Glioma stem cells (GSCs) are known to be maintained within a "vascular niche"; thereby, disruption of this microenvironment using antiangiogenesis agents is a promising therapeutic modality. However, this regimen leads to treatment failure and tumor recurrence in patients with glioblastoma multiforme (GBM). Therefore, more effective therapeutic approaches that can eradicate GSCs and the bulk tumors are needed. Toward this goal, we examined the antitumor effects of an antiangiogenesis approach combined with conventional chemotherapy on suppressing glioma xenograft growth.
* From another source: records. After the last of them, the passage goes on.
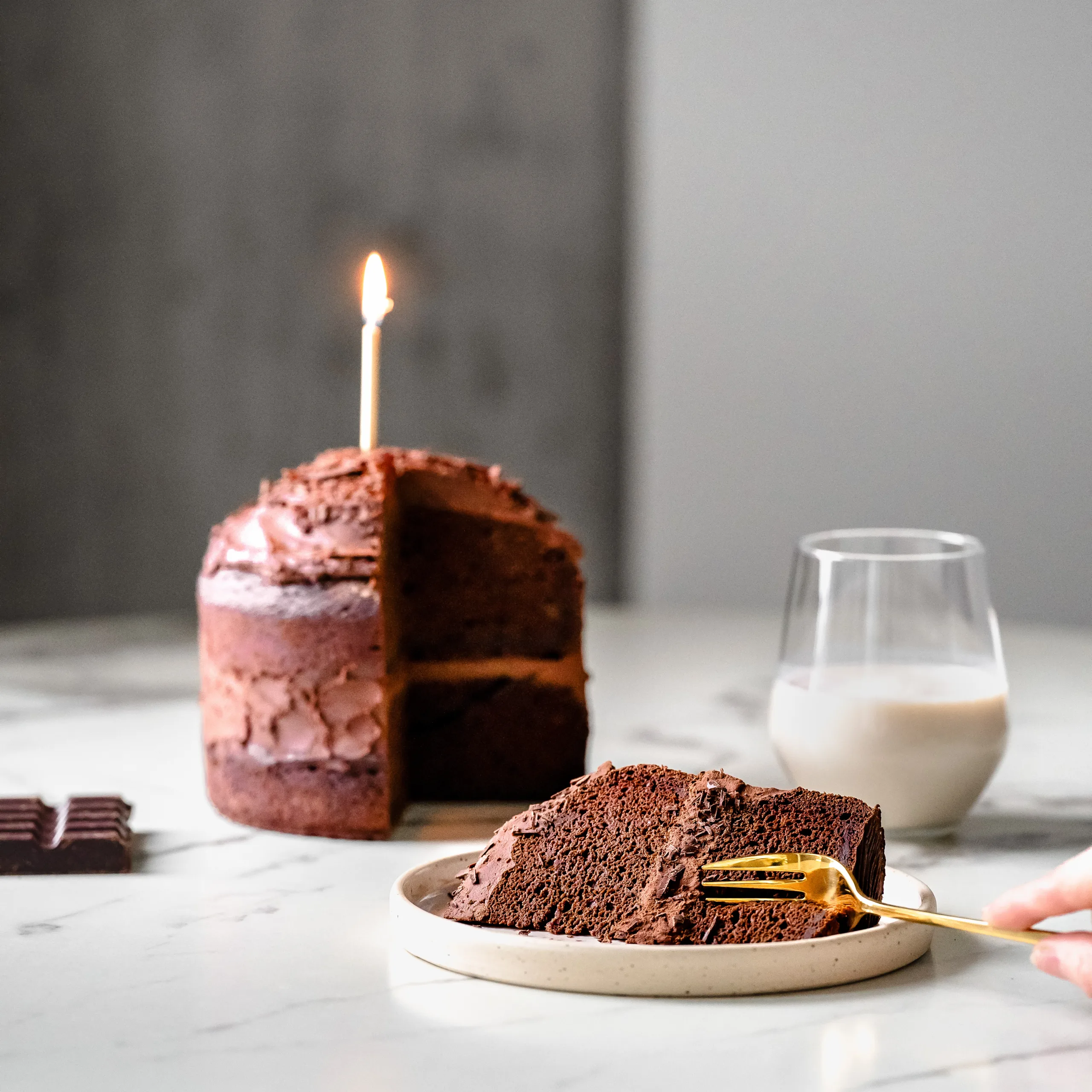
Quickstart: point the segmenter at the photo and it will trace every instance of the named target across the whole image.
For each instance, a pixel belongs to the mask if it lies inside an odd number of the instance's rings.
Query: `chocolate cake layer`
[[[583,768],[580,546],[498,467],[324,452],[213,529],[198,583],[210,796],[383,836],[404,799],[527,799]]]
[[[59,808],[0,798],[0,876],[128,873],[131,811],[120,796],[73,796]]]
[[[411,799],[533,800],[584,770],[587,709],[569,687],[411,684],[404,715]]]
[[[866,894],[882,895],[877,808],[804,788],[758,788],[721,771],[696,776],[606,762],[501,827],[444,916],[628,943],[755,943],[845,931],[846,917],[799,900],[733,905],[702,898],[702,864],[776,852],[836,857]]]
[[[406,508],[399,579],[408,660],[560,660],[580,648],[580,571],[534,526]]]
[[[205,748],[209,798],[248,827],[322,838],[387,838],[390,764],[381,749],[363,759],[261,761],[230,741]]]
We established three genetically engineered mesenchymal stem cell (MSC) lines (GE-AF-MSCs) by stably transducing the gene encoding endostatin (an antiangiogenesis factor), the gene encoding secretable form of carboxylesterase 2 (sCE2, a prodrug-activating enzyme), or a mixture of both genes. Among the three GE-AF-MSC cell lines, injection of amniotic fluid (AF)-MSCs-endostatin-sCE2 cells into U87MG-EGFRvIII-driven orthotopic brain tumor and postsurgery tumor recurrence models, and subsequent CPT11 treatment yielded the strongest antitumor responses, including diminished angiogenesis, increased cell death, and a reduced Nestin-positive GSC population. Therefore, our antitumor strategy provides a novel basis for designing stem cell-mediated therapeutic approaches to target and eradicate GSCs and the bulk tumors.